More than half of patients with KRAS-wild type advanced colorectal cancer (CRC) fail anti-EGFR monoclonal antibodies. We studied EGFR-axis messenger RNA (mRNA) expression and RAS, RAF, PIK3CA mutations in order to identify additional biomarkers of cetuximab efficacy.

Methods

Previously genotyped (KRAS, NRAS, BRAF, PIK3CA mutations) formalin-fixed paraffin-embedded tumour biopsies of 226 cetuximab-treated CRC patients (1st to 3rd line therapy) were assessed for mRNA expression of epidermal growth factor receptor (EGFR) and its ligands EGF, Transofrming Growth Factor-a (TGFA), Amphiregulin (AREG) and Epiregulin (EREG) with real time quantitative PCR. Mutations were detected in 72 (31.9%) tumours for KRAS, in 6 (2.65%) for BRAF, in 7 (3.1%) for NRAS and in 37 (16.4%) for PIK3CA.

Results

Only PIK3CA mutations occasionally coexisted with other gene mutations. In univariate analysis, prognostic significance for survival ( from metastases until death) was seen for BRAF mutations (Hazard Ratio HR 8.1, 95% CI 3.4-19), codon 12-only KRAS mutations (HR 1.62, 95% CI 1.1-2.4), high AREG mRNA expression only in KRAS wild type CRC (HR 0.47, 95% CI 0.3-0.7) and high EREG mRNA expression irrespective of KRAS mutation status (HR 0.45, 95% CI 0.28-0.7). EREG tumoural mRNA expression was significantly associated with a 2.26-fold increased likelihood of objective response to cetuximab therapy (RECIST 1.1).
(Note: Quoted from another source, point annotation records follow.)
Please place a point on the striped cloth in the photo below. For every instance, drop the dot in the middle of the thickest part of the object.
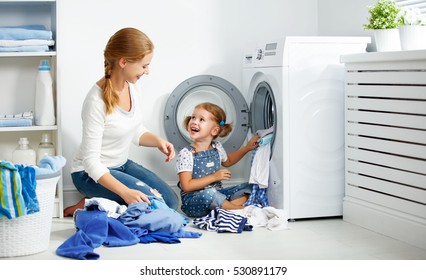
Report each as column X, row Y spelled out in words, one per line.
column 12, row 202
column 221, row 220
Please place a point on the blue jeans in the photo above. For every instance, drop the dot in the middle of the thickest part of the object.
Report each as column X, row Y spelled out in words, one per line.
column 200, row 203
column 133, row 176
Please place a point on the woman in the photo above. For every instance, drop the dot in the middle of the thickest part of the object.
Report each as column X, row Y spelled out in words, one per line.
column 112, row 120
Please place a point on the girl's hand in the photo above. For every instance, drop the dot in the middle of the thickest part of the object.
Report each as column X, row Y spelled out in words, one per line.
column 223, row 174
column 252, row 143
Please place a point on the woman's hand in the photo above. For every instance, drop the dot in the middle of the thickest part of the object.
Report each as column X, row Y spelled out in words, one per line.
column 131, row 196
column 149, row 139
column 167, row 148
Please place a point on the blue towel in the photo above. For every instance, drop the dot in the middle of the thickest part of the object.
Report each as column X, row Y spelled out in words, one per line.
column 138, row 216
column 12, row 203
column 15, row 122
column 24, row 33
column 42, row 48
column 94, row 229
column 49, row 165
column 29, row 185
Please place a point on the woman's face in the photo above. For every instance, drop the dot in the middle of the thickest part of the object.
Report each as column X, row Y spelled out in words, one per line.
column 133, row 71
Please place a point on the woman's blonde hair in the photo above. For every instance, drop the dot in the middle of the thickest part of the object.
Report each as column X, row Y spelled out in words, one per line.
column 130, row 44
column 218, row 115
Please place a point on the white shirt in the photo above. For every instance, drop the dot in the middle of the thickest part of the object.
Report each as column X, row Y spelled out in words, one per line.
column 107, row 138
column 185, row 160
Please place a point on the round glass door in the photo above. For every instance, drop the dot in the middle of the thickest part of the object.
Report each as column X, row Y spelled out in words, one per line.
column 263, row 110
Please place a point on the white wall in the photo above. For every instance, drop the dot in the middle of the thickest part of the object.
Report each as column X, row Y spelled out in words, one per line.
column 192, row 37
column 343, row 17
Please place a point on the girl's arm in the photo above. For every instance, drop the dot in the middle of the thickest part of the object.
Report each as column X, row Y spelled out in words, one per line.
column 189, row 185
column 236, row 156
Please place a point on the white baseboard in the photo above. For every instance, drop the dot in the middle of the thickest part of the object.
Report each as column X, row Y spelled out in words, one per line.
column 386, row 221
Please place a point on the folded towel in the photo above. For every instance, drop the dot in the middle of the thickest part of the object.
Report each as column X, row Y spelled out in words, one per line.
column 24, row 115
column 12, row 204
column 15, row 122
column 25, row 49
column 19, row 33
column 49, row 165
column 29, row 42
column 29, row 185
column 28, row 26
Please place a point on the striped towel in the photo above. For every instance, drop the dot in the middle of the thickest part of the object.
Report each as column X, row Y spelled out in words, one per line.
column 221, row 220
column 12, row 202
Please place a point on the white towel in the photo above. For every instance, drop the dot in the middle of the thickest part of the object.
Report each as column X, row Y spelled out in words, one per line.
column 259, row 173
column 268, row 217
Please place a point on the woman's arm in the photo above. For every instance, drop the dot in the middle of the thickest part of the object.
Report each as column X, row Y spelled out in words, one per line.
column 149, row 139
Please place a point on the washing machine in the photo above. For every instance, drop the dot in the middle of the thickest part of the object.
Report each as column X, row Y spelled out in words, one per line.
column 294, row 86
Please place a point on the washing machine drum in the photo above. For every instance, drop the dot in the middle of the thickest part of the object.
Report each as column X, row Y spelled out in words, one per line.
column 208, row 88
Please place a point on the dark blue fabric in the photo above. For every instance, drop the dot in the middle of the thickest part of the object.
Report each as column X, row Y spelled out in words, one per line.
column 29, row 185
column 95, row 228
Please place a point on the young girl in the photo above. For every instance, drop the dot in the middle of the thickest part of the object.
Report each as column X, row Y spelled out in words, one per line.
column 112, row 121
column 198, row 164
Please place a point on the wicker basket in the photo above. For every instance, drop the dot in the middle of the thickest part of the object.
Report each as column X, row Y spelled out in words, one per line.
column 30, row 234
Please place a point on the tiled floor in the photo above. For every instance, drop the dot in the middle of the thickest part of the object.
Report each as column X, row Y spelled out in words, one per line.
column 316, row 239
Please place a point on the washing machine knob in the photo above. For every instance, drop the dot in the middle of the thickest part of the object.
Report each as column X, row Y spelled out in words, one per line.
column 259, row 54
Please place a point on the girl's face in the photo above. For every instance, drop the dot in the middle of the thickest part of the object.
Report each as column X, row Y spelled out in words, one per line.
column 202, row 125
column 133, row 71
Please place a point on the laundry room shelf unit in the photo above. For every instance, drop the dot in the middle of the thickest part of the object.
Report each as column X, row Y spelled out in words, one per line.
column 385, row 143
column 18, row 72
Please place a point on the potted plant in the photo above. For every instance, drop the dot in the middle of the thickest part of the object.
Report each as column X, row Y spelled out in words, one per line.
column 412, row 32
column 384, row 23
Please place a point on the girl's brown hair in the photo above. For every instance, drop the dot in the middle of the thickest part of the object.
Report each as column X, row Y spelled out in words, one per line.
column 129, row 43
column 218, row 115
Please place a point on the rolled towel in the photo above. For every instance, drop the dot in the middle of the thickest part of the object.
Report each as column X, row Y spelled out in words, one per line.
column 50, row 165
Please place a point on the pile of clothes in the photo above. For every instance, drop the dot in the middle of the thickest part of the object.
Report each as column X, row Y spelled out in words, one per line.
column 18, row 185
column 21, row 119
column 105, row 222
column 26, row 38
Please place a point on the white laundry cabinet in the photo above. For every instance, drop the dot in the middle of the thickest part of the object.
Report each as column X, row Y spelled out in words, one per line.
column 385, row 143
column 18, row 71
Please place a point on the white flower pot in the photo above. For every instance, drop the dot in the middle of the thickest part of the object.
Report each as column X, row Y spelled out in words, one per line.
column 387, row 40
column 413, row 37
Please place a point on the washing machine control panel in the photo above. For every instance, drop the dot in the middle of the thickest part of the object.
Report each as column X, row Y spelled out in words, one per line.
column 259, row 54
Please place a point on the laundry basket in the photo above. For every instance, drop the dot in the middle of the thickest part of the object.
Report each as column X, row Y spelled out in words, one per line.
column 30, row 234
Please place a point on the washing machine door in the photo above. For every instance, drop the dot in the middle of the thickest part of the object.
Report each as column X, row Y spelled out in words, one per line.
column 263, row 111
column 206, row 88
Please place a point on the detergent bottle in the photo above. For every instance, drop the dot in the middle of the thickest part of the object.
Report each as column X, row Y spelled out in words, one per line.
column 44, row 112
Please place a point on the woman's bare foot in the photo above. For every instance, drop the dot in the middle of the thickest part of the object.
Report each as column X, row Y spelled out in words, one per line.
column 69, row 211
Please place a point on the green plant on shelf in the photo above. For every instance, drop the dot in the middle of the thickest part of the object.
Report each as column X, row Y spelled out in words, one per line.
column 383, row 15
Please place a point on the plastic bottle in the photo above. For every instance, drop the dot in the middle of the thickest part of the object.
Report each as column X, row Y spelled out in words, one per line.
column 46, row 147
column 24, row 154
column 44, row 112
In multivariate analysis, favourable predictive factors were high AREG mRNA in KRAS wild type tumours, high EREG mRNA, low Ephrin A2 receptor mRNA. Cetuximab-treated patients with AREG-low KRAS wild type CRC fared very poorly, their survival being similar to KRAS mutant CRC. Patients with KRAS codon 13 or other non-codon 12 mutations had a median survival (30 months, 95% CI 20–35) similar to that of patients with KRAS wild-type (median survival 29 months, 95% CI 25–35), in contrast to patients with KRAS codon 12 mutations who fared worse (median survival 19 months, 95% CI 15–26).

Conclusions

BRAF and codon 12 KRAS mutations predict for adverse outcome of CRC patients receiving cetuximab. AREG mRNA reflects EGFR signalling in KRAS wild type tumours, predicting for cetuximab efficacy when high and failure when low. EREG may have a prognostic role independent of KRAS mutation.

【 授权许可】

   
2013 Pentheroudakis et al; licensee BioMed Central Ltd.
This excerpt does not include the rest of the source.